On liquide les bons du Trésor ; le dollar est en chute libre ; les actions montent en flèche. Ceci est une activité classique de trading « risque accepté » — ce qui signifie que les participants des marchés deviennent légèrement moins nerveux et légèrement plus désireux de prendre quelques risques.
▪ Mais voilà une donnée curieuse : au cours de la phase la plus récente du mode « risque accepté », l’or a également fortement grimpé. Ce faisant, l’or s’est désolidarisé de son compagnon « aversion au risque » : le bon du Trésor US.
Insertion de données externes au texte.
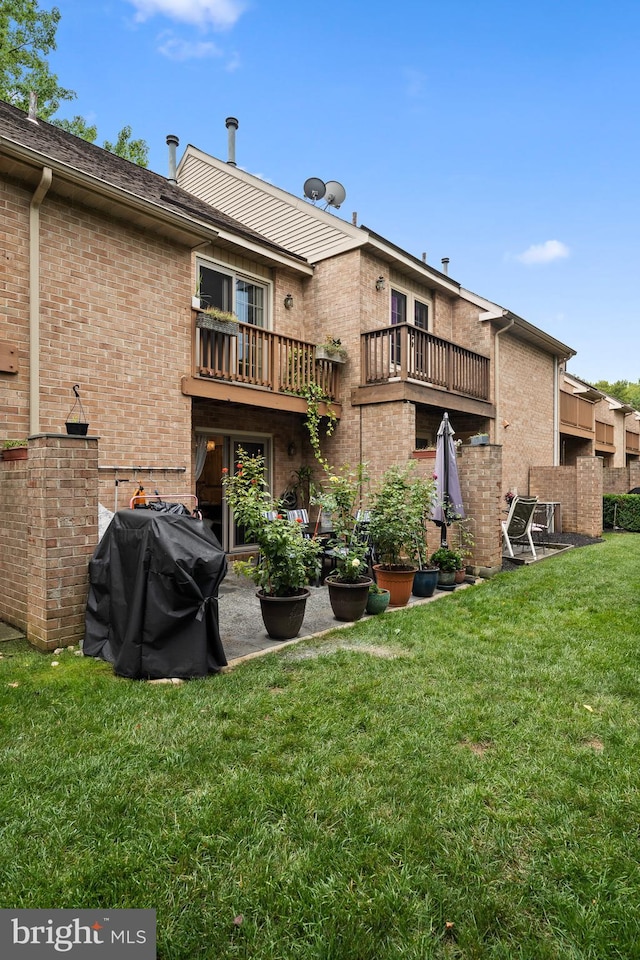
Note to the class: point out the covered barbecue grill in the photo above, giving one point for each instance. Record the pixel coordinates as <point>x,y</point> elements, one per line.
<point>152,609</point>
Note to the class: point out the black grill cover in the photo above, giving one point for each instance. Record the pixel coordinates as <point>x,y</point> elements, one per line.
<point>152,609</point>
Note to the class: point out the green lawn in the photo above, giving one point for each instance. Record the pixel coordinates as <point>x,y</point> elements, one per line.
<point>473,793</point>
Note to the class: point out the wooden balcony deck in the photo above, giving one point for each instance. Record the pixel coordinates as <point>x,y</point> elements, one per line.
<point>260,368</point>
<point>406,355</point>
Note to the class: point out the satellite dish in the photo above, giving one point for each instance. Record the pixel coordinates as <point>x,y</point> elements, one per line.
<point>314,189</point>
<point>335,193</point>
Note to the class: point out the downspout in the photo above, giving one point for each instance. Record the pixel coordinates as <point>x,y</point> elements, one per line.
<point>34,300</point>
<point>556,413</point>
<point>496,375</point>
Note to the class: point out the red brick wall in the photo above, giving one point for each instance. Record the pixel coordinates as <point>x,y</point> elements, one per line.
<point>63,534</point>
<point>15,509</point>
<point>577,488</point>
<point>480,471</point>
<point>526,403</point>
<point>49,531</point>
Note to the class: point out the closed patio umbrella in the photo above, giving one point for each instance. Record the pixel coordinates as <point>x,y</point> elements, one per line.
<point>448,505</point>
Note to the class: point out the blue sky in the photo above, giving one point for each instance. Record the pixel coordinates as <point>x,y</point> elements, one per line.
<point>502,134</point>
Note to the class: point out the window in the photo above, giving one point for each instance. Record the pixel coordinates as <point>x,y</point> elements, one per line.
<point>406,307</point>
<point>229,291</point>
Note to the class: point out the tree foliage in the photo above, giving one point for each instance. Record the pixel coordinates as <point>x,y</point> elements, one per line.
<point>27,36</point>
<point>623,390</point>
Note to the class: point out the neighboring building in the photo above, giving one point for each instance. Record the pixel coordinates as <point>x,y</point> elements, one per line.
<point>102,262</point>
<point>595,424</point>
<point>418,342</point>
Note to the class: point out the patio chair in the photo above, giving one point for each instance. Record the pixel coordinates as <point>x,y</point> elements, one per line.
<point>516,529</point>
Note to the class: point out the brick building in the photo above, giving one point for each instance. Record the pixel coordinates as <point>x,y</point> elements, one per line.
<point>102,261</point>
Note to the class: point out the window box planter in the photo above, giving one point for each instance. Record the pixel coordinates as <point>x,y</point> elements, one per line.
<point>207,321</point>
<point>15,453</point>
<point>326,353</point>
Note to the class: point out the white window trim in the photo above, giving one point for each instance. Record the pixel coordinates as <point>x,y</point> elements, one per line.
<point>412,297</point>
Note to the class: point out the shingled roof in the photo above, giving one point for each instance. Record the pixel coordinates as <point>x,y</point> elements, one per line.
<point>54,145</point>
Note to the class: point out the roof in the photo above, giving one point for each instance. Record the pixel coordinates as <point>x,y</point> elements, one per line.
<point>297,224</point>
<point>519,327</point>
<point>86,171</point>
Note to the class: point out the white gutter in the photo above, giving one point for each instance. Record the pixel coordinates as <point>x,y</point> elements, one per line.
<point>34,300</point>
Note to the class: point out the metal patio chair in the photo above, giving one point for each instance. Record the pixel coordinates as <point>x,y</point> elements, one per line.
<point>516,529</point>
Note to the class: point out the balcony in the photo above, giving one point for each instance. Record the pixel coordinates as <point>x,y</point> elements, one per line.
<point>605,436</point>
<point>403,362</point>
<point>577,416</point>
<point>260,368</point>
<point>632,442</point>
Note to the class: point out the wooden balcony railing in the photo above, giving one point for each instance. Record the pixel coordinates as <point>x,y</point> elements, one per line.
<point>632,442</point>
<point>404,352</point>
<point>604,433</point>
<point>576,412</point>
<point>261,358</point>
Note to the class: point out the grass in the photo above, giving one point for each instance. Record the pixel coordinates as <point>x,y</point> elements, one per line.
<point>475,795</point>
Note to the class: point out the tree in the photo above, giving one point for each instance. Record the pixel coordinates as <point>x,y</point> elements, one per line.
<point>622,390</point>
<point>135,150</point>
<point>27,36</point>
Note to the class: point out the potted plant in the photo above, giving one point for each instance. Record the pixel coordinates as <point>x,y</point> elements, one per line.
<point>76,423</point>
<point>397,516</point>
<point>14,449</point>
<point>447,561</point>
<point>332,349</point>
<point>348,546</point>
<point>222,321</point>
<point>378,599</point>
<point>287,561</point>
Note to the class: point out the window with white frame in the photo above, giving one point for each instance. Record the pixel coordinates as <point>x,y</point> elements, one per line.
<point>245,296</point>
<point>407,307</point>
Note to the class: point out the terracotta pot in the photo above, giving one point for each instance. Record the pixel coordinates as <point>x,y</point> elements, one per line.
<point>425,582</point>
<point>348,600</point>
<point>283,616</point>
<point>398,581</point>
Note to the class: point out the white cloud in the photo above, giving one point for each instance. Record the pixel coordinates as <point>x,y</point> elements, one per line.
<point>174,48</point>
<point>216,13</point>
<point>544,252</point>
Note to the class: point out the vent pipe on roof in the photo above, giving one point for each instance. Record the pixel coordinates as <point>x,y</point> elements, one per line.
<point>33,107</point>
<point>232,126</point>
<point>172,143</point>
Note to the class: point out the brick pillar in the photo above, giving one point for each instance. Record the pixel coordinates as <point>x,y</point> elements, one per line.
<point>480,470</point>
<point>589,488</point>
<point>62,508</point>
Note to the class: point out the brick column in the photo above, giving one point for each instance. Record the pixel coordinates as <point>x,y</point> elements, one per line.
<point>480,470</point>
<point>62,508</point>
<point>589,487</point>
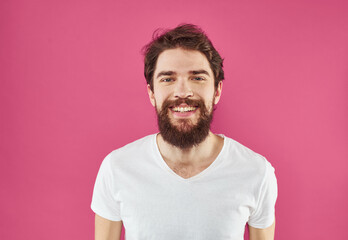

Depuis la crise du crédit de 2008, les investisseurs se sont précipités à la fois sur l’or et sur les bons du Trésor dès que les conditions macroéconomiques commençaient à sembler un peu risquées — c’est-à-dire en mode « refus du risque ». Ainsi, les deux actifs avaient tendance à monter ou à chuter en même temps. Mais au cours de ces dernières semaines, lorsque le trading avec risque accepté repartait de l’avant, l’or aussi se mettait à monter. Pas les bons du Trésor. Quelque chose a changé. Si l’on n’est pas certain de ce dont il s’agit, comme d’habitude, on le devine.
D’abord, voyons un peu le contexte…
Au cours des quatre dernières décennies, le prix de l’or et le prix des bons du Trésor ont été inversés l’un par rapport à l’autre. Lorsque l’or grimpait, les obligations baissaient et vice versa. Cette « corrélation inversée », comme la nomment les professionnels, provient du fait que les bons du Trésor avaient tendance à se développer au cours des périodes déflationnistes tandis que l’or avait tendance à se développer au cours des périodes inflationnistes.
Mais après la crise du crédit de 2008 — lorsque ni la déflation ni l’inflation n’étaient le sujet d’inquiétude du moment — ces deux classes d’actifs ont commencé à se suivre l’une l’autre, de manière plus proche que d’habitude. Elles sont devenues des actifs « sécurisés », plus que tout autre chose. Bien que très différents, ces deux actifs satisfaisaient un appétit particulier pour l’aversion au risque — de la même façon que le beurre et la baguette, bien que différents, satisfont tous deux un appétit pour le petit-déjeuner.
Que signifie donc le récent rally de l’or, étant donné le fait que les bons du Trésor chutent ?
Peut-être cela signifie-t-il que les investisseurs commencent à se préparer à un risque différent. Peut-être cela signifie-t-il que les investisseurs commencent à anticiper une réaction inflationniste soutenue à la crise de l’euro — que cette réaction réussisse ou pas — ou simplement une crise.
Autrement dit, soit les gouvernements européens sauvent l’euro par un effort massif inflationniste, soit ils échouent, auquel cas l’euro éclatera et la monnaie la plus fiable du monde deviendra l’ancienne monnaie : l’or.
C’est ce qu’on appelle « jouer à pile ou face ».